Shownotes
Talking about race is really F%$*&^g hard. It is. But that doesn’t mean we shouldn’t do it. If we constantly duck and dodge frank conversations about how race affects our daily lives, then we will not resolve the persistent hold racial inequity has on our culture and our sporting lives and loves. This week, spurred by article after article speculating on what happened in the Virginia gubernatorial race, we thought we would talk directly about why we resist talking about race.
We, well, mostly white people, skirt the issue of race. We talk about it in veiled ways - crime, education, parenting, work ethic - because we have been taught implicitly and explicitly that to talk about race is itself racist. White people are worried about race discussions in school because we have been fed a steady diet of “colorblindness” throughout our lives. White people’s hyper-sensitivity around race, particularly when it comes to White-Black relations in the U.S. context, is built on a common sense of guilt about the U.S.’s “original sin” -- slavery.
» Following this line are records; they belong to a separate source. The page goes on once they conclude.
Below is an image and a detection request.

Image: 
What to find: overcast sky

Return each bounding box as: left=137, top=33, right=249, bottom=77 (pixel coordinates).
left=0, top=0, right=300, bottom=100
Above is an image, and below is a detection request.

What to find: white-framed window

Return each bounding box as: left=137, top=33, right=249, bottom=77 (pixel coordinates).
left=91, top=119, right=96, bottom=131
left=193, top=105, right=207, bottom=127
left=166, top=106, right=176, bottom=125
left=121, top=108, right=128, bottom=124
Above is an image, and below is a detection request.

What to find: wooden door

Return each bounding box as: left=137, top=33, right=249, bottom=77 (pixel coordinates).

Slavery -- via the Middle Passage -- happened here. The enslavement of African (and Asian!) people, the violence enacted against them, the rape and murder of enslaved people by white slaveholders, the fracturing of enslaved people’s families for white profit is real and cannot be denied.
Talking about the legacy of this history is not racist towards white people. Racism is a system of racial hierarchy where whiteness is at the top and Blackness is at the bottom. This hierarchy is woven through everything, whether it is housing loans, red-lining, public education, generational wealth, or sport. To deny the effects of racial violence and segregation on our lives today is to willfully ignore this history. It is not racist to recognize the effects of slavery, nor is it a statement that all white people are racist. Racism exists in the fabric of the U.S., and yeah, it sucks to acknowledge that. Teaching upcoming generations about this legacy equips them with the tools the rest of us (white people) weren’t given - the ability to talk about and understand the implications of race and its social construction to maintain white power. In this sense, we will be enabling the next generation of athletes to build systems that are smart and nimble, able to institute practices and policies that resist the effects of this history. We have to be able to talk about this as an endurance sport community -- and, just like in endurance sport -- embrace the suck. Embrace the discomfort as growing a muscle rather than experiencing an injury. It won’t be easy, and it might feel sad or gross or painful. But, burying our collective head in the sand because it is easier hurts us more.